Thursday, April 12, 2007

Attitude


My friend has moved out. Actually, she left over a week ago and we are still coming down from all the tension. It was not an easy stay. There were important character traits that I forgot about. The girl reeks of bitterness.
I know it makes me a lousy friend to be saying such things. So be it. I'm sure if you ask her, she would have a few choice things to say about me. Moving on.
What I wanted to talk about was attitude, not about my friend. I will admit visiting our home is like taking a long swim in the crazy pool. And I know a lot of that has to do with me being me. I have fits of anger, some might say loose morals, a twisted sense of humor, and a general lack of interest in keeping my home spotless. Some enjoy the adventure of visiting, some have no interest to do so again. To each their own.
I am also not Pollyanna. But I would say I have a fairly positive attitude. (When I don't feel the need to kill someone.) I enjoy life as much as I can. Find any excuse to have a party and laugh. I tease, make horrible smart ass comments, and feed people. It's what I do best. I try to keep in mind that even when the crap hits the fan, there are still things I can do about it. Even if it's just cleaning up the crap and move on.
I've learned that letting your past weigh you down is a miserable way to live. I've spent many years depressed and in self doubt. Enough. If I could scream one thing from the roof tops it would be, learn from the past, but leave it in the past. Better yet, simply, 'get over it'.
My friend has had many wrongs in her life. I don't think she is much different from most of us. We all have had crap happen to us that was not of our asking or choice. We've all done things that have put us in situations that increase the likely hood of loads of it landing on our doorstep. It's called living.
The last few months I was severely reminded of what happens to you when you don't let go. When you were a victim and continue doing things to become a victim over and over again. Resentment, bitterness, helplessness. I could go on, but I think you get the idea. It's ugly folks. Very ugly. And not a way you should live your life.
I know I did the right thing by helping out my friend. She is out of an abusive house and away from the knuckle dragger. I also know that she will find another one when she is ready to date. When that time comes, I'm not sure what I will do. I am not fond of rescuing someone over and over that continues to try to drown themselves.
As for right now, I'm writing this to help me let go. There are too many things to enjoy about life.
Be good to you.
S

4 comments:

Anonymous said...

I've come to the conclusion it must be to do with internal wiring. Those who go from bad situation to bad situation, and who almost feed off the past and how awful life has been to them. Those who end up in the role of rescuers, and even when its been hard, will end up doing the same thing again.

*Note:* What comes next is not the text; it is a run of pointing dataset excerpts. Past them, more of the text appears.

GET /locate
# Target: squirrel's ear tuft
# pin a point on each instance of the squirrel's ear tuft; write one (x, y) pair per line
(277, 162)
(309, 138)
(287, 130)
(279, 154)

That sort of negativity seems to suck the very life out of you if you let it, and so we find the balance, a way of 'kicking back' and having a little fun.

Love the picture, love the posting and LOVE the make over of the site.

love and hugs xxx

S said...

M:e

The negativity affects more than just that person. It is toxic to everyone around them.

Thanks for the compliments on the blog. I thought it was time for some changes. I'm glad to be back writing too.

S

BigOso said...

Damn...I never did get her to sit in my lap.

S said...

Oso,

I'll give you her number if that's what you want.